Erica Jeal 

A Flowering Tree

Barbican, London
  
  


A Flowering Tree is the sixth stage work from John Adams, and another collaboration with director Peter Sellars, with whom he created Nixon in China and The Death of Klinghoffer, those lodestars of what became known as CNN opera.

This latest work, premiered in Vienna last November as part of Sellars's globally itinerant, Mozart-inspired New Crowned Hope festival, is a long way from that news-bulletin aesthetic. It is based on a 2,000-year-old South Indian folk story about a peasant girl, Kumudha, who finds she is able to transform herself into a beautiful tree so that her starving mother can sell her flowers.

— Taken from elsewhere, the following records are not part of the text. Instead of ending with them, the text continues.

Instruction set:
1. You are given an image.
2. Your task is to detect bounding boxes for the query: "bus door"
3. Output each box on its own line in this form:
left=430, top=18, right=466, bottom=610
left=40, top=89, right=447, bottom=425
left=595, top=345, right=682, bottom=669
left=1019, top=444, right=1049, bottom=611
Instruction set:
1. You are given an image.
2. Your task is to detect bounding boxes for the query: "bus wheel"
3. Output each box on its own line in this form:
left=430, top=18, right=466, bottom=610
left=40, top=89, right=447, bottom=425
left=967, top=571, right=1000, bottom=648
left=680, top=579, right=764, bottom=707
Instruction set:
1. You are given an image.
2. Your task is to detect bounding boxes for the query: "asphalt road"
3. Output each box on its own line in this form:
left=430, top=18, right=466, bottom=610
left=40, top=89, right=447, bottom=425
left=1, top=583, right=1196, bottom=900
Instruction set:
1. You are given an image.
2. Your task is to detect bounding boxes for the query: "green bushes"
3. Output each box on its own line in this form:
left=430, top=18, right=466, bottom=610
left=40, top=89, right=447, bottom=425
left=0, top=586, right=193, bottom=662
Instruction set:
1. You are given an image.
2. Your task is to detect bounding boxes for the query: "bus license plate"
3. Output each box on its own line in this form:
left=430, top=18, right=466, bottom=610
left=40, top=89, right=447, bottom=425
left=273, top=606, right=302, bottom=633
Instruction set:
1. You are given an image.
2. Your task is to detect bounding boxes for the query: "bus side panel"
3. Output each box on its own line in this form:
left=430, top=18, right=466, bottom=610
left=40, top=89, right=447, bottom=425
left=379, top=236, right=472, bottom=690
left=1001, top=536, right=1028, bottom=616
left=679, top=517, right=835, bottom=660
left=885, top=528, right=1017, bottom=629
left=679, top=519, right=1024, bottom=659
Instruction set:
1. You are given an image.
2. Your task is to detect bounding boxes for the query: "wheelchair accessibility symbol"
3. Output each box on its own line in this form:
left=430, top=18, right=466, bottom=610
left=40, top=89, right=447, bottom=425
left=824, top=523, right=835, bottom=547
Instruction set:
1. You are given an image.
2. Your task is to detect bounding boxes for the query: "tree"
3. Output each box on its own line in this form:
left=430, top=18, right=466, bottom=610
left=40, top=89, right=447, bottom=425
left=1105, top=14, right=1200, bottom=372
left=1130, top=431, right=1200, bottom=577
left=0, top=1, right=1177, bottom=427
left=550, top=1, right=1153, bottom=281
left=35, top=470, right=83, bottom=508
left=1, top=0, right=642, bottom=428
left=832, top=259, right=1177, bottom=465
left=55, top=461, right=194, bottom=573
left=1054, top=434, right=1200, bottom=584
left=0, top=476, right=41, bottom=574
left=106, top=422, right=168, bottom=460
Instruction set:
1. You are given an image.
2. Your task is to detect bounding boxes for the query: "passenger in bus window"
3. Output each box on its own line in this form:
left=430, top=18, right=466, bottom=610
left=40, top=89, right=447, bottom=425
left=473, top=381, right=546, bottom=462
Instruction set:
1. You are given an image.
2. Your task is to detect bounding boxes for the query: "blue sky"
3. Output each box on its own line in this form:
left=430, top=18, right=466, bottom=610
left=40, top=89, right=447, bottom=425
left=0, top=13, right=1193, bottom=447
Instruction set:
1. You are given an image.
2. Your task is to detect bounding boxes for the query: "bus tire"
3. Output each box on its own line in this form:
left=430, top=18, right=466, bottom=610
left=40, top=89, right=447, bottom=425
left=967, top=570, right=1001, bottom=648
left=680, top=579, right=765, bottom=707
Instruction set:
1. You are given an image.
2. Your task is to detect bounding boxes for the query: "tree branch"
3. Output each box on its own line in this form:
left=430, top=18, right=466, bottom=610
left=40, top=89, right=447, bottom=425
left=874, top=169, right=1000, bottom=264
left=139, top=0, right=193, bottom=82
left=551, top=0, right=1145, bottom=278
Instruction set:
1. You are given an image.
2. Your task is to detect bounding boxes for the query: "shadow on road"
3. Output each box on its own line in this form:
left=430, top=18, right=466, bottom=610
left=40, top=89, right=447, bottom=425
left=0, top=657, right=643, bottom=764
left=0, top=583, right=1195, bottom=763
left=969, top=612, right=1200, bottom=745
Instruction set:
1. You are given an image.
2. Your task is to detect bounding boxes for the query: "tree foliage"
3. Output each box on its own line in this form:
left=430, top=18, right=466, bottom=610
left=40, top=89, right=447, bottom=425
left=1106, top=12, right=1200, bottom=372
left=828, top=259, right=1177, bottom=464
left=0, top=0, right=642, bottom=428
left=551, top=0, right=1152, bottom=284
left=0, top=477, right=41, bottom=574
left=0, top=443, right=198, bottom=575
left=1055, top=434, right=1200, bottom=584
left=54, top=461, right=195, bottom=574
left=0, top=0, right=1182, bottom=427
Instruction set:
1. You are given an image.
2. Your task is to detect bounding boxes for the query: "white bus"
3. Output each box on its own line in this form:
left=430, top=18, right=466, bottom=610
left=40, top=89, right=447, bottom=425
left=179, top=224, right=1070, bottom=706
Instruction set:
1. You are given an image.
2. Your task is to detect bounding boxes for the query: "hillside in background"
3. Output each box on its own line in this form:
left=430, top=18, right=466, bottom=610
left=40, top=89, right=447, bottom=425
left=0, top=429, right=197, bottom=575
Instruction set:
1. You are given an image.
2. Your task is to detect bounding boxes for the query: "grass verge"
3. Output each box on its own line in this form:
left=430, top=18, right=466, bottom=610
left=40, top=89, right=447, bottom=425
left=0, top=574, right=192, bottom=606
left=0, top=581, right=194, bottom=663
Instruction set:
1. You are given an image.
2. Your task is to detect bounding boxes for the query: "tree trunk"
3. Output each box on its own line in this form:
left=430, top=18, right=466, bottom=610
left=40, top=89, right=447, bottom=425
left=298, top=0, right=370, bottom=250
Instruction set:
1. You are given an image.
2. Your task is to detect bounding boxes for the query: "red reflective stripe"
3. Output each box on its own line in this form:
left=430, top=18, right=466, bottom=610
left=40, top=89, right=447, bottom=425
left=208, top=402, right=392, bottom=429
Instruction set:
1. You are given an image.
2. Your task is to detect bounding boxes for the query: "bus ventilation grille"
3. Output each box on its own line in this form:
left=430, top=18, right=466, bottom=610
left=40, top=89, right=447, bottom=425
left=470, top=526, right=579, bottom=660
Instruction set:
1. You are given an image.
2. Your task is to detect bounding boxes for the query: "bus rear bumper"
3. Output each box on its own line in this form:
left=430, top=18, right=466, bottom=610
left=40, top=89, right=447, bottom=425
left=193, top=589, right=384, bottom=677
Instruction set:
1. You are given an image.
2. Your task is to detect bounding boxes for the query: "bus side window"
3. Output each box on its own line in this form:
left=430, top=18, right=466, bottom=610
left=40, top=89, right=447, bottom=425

She thus attracts the eye of a prince and marries him, but his jealous sister attacks her while she is transformed, and she is left limbless, half-human and half-tree, until the wandering prince finds and heals her.

Adams and Sellars claim parallels with Mozart's Magic Flute, but these go only so far. This fairytale is far more simple, more linear than Mozart's - and Adams takes too long to tell it. There are only three solo singers, and one of those is a narrator. This means lots of long monologues, which make the work feel more like oratorio than opera; and there is precious little hint of Mozart's wit, either.

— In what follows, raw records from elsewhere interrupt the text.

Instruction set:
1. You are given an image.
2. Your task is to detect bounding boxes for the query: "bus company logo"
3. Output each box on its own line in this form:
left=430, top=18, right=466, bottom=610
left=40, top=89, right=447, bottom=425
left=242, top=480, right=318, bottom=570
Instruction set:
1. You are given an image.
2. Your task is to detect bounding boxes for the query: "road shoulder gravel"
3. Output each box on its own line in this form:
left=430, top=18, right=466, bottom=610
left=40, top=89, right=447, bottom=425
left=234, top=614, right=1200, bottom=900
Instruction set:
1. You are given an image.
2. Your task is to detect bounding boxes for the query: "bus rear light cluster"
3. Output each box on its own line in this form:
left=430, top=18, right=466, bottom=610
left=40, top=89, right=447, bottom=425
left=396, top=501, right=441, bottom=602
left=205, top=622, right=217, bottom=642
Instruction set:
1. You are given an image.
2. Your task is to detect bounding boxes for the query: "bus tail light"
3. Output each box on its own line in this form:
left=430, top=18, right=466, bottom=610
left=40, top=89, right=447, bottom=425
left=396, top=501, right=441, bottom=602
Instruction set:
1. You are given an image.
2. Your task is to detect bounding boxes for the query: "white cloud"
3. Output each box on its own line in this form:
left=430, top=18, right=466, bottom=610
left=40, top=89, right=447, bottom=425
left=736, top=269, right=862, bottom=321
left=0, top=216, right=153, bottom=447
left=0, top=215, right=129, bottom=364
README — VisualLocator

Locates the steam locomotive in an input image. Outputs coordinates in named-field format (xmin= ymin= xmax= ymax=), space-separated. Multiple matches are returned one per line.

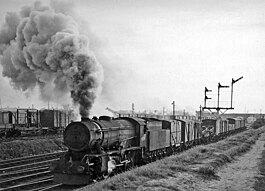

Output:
xmin=51 ymin=115 xmax=245 ymax=185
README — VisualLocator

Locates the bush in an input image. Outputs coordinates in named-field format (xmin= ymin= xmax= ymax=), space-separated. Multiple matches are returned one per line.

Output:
xmin=196 ymin=166 xmax=216 ymax=176
xmin=0 ymin=138 xmax=65 ymax=160
xmin=251 ymin=119 xmax=265 ymax=129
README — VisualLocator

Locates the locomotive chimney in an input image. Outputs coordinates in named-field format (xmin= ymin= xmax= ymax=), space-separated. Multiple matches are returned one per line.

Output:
xmin=81 ymin=117 xmax=90 ymax=122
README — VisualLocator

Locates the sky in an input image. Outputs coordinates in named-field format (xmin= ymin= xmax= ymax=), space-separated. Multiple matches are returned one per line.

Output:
xmin=0 ymin=0 xmax=264 ymax=117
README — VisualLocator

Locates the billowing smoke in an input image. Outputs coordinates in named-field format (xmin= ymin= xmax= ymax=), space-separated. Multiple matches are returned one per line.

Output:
xmin=0 ymin=1 xmax=103 ymax=117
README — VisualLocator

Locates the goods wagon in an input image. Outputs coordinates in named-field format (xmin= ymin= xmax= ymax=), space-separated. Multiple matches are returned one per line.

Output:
xmin=39 ymin=109 xmax=74 ymax=134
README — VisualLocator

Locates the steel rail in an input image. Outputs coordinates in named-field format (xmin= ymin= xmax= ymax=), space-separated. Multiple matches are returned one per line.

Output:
xmin=0 ymin=151 xmax=65 ymax=167
xmin=0 ymin=177 xmax=54 ymax=191
xmin=0 ymin=171 xmax=52 ymax=186
xmin=0 ymin=158 xmax=58 ymax=173
xmin=34 ymin=183 xmax=64 ymax=191
xmin=0 ymin=165 xmax=49 ymax=179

Yet, within this static framework, much of the love music is touched with convincing passion, and the best of those choruses - sung in Spanish by the dynamic Schola Cantorum de Venezuela, flown over from Caracas especially - dance along with juggernaut force. Conducted by the composer, the music is unmistakably Adams, with his trademark high-percussion glitter sprinkled liberally, but with a darker palette than usual. The most distinctive sounds come when the texture thins to reveal two tentative recorders, such as at Kumudha's first transformation.

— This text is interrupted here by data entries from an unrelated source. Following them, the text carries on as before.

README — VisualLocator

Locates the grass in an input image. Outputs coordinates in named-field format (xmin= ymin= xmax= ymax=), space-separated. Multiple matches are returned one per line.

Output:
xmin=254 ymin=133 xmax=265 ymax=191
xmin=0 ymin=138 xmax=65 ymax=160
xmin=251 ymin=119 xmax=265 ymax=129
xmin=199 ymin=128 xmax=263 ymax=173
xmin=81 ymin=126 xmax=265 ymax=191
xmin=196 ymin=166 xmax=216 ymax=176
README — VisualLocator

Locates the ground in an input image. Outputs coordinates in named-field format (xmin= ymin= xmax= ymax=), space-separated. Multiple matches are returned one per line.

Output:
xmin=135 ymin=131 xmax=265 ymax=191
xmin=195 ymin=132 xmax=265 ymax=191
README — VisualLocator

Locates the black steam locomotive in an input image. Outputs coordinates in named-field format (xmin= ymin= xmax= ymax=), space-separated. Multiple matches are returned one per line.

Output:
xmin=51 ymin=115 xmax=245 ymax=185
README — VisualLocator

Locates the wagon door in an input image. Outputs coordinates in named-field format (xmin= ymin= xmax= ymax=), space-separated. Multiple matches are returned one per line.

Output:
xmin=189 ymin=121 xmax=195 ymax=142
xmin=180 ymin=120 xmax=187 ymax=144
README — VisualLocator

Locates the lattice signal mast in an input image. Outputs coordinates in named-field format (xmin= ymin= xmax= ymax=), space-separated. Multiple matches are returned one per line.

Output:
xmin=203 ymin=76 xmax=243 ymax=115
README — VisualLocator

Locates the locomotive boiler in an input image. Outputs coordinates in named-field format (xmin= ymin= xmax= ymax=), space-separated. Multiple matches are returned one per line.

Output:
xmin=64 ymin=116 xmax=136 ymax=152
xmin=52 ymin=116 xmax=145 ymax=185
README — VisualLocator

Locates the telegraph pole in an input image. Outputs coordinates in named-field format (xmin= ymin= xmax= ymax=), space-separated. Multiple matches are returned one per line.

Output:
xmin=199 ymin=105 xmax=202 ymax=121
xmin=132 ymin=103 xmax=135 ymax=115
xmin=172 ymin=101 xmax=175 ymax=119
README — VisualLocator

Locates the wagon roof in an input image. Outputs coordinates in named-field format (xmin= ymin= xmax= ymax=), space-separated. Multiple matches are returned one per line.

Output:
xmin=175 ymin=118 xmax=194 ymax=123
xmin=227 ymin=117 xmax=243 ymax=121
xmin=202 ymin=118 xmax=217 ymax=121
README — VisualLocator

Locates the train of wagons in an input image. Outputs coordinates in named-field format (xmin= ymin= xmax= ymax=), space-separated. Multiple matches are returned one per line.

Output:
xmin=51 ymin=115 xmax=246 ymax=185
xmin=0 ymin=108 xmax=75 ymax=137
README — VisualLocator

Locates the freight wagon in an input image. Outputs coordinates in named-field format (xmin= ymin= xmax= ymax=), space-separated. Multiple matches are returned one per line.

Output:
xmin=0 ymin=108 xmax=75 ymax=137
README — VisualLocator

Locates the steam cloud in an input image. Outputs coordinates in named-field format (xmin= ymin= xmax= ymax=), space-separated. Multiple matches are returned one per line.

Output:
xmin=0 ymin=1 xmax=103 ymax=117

As usual, the Barbican is the place where we get to see a high-profile show from overseas; as usual, it is mounted in the concert hall, so that only a semi-staged approximation is possible. Sellars's adapted staging, acted out on a high platform behind the players of the London Symphony Orchestra and involving three Javanese classical dancers who function partly as the singers' doppelgangers, tells the story clearly enough. The three singers are committed, Jessica Rivera sounding radiant as Kumudha, though their blurry diction makes the surtitles essential. Strange, though, how, as his association with a theatre director lengthens, Adams' music seems to become less and less theatrical.